While Millennials and those in Generation Z share a common love for digital connectivity, it must be acknowledged that they master technological advancements more quickly than we do.

This isn’t a failing on our part. We just need to work harder to keep pace, just as your father did when he proved incapable of shaking the hunt-and-peck typing method in favor of touch-typing.

Ultimately, he was able to figure out how to use Microsoft Word, even if it took him a little longer to get it than it did you.

Speaking of computers, remember the predawn hours before Facebook and Twitter took the world by storm?

Millennials grew up when digital correspondence was still in its infancy. Initially cultivated through one-on-one messaging services like AOL Instant Messenger and email before moving to group platforms like Myspace and Friendster, we helped give rise to the age of social media.

But we still relied on our personal relationships that were first developed in person to build out our digital circles. Generation Z uses these same online social networks to both identify and foster deeper interpersonal ties to people they’ve never met in person.

They don’t resist divulging personal details to broader audiences, as they have little expectation to be able to protect their individual privacy in the age of the Internet. So they celebrate openness and accessibility.

The result is that Generation Z is inclined to be more creative and collaborative, unafraid of speaking their minds.

It is a feature that could serve them well once they come of working age, allowing them to engage in heartier, more productive discussions with colleagues without fear of being judged or ridiculed. They’ve been ridiculed and judged, and learned to just brush it aside.

What we must remember is the fundamental reason generations adopt new practices and approaches to life, like the few I have addressed in this article.

They reflect a society’s essential need to adapt to a changed environment in which prevailing practices become too antiquated to persist.

Generational divides manifest when a new cohort takes charge of driving societal progress. This phenomenon is a product of basic evolutionary theory.

Each new generation’s rudimentary concept of the world is entrenched in what preceding generations considered revolutionary and cutting-edge. To the newcomer generation, those same concepts are just considered the norm.

The inherent irony is that when a new generation comes into adolescence, striving to craft its own legacy in an effort to delineate itself as inimitable, the antecedent vanguard seeks to define them.

Regretfully, whether it be the product of nostalgia or contempt for being demoted to forerunner, these outside attempts to define the neophyte generation tend to air on the side of cynicism over acceptance.

Millennial author and thought leader David D. Burstein explains why generations continually fail to understand one another in his article, “What’s in a Generation?”

“There is an inherent challenge in talking about generations.

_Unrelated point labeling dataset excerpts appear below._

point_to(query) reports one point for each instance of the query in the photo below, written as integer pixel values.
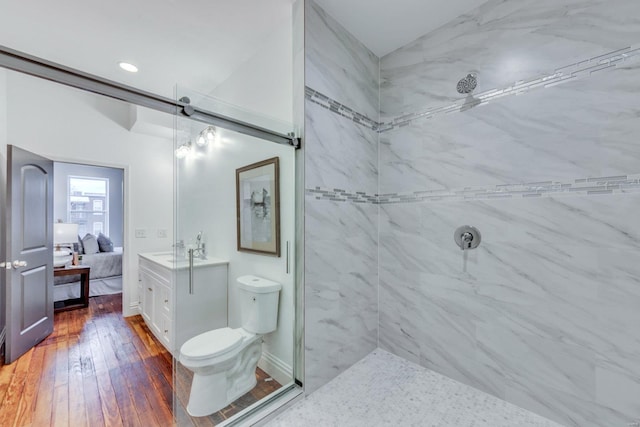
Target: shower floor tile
(385, 390)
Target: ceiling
(383, 25)
(194, 43)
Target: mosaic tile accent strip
(607, 185)
(338, 108)
(575, 71)
(337, 195)
(386, 390)
(571, 72)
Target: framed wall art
(258, 207)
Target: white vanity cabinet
(172, 309)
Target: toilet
(224, 360)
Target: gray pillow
(90, 244)
(104, 243)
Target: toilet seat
(211, 344)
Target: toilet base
(212, 392)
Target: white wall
(115, 206)
(66, 124)
(3, 162)
(207, 202)
(263, 84)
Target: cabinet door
(165, 299)
(166, 330)
(147, 297)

When we are in the midst of the rise of an influential new generation, it's said that we can't truly understand them and that we must leave it to history to be the judge,” writes Burstein. “Yet, when we get further away from that generation's rise, we are inclined to romanticize, whitewash or otherwise re-imagine their record.”

Other generations have failed to separate their attempts to understand their successors from their inclination to judge them in the context of their own world view; a practice that fosters animosity and greater generational segmentation.

This tendency is apparent even among professed generational experts.

Bruce Tulgan, whose consulting firm published the white paper "Meet Generation Z: The Second Generation Within the Giant Millennial Cohort," demonstrates that failure when he suggests that people born after the turn of the century “simultaneously grew up way too fast and never grew up at all.”

I would be interested to ask Tulgan for his definition of what it means to grow up. Why, in fact, should his concept of the maturation process be considered the prototypical model?

Millennials should strive to buck this trend. Rather than evaluate or judge Generation Z, we should endeavor to understand their motives, interests and values. Not to glorify them, but rather to develop avenues where we can effectively communicate with them.

Despite our differences, there can be harmony. Because generational age spans are more condensed, there exists an opportunity to find more areas of commonality. We should take full advantage of those opportunities.

After all, Generation Z was forged from the world we just helped build.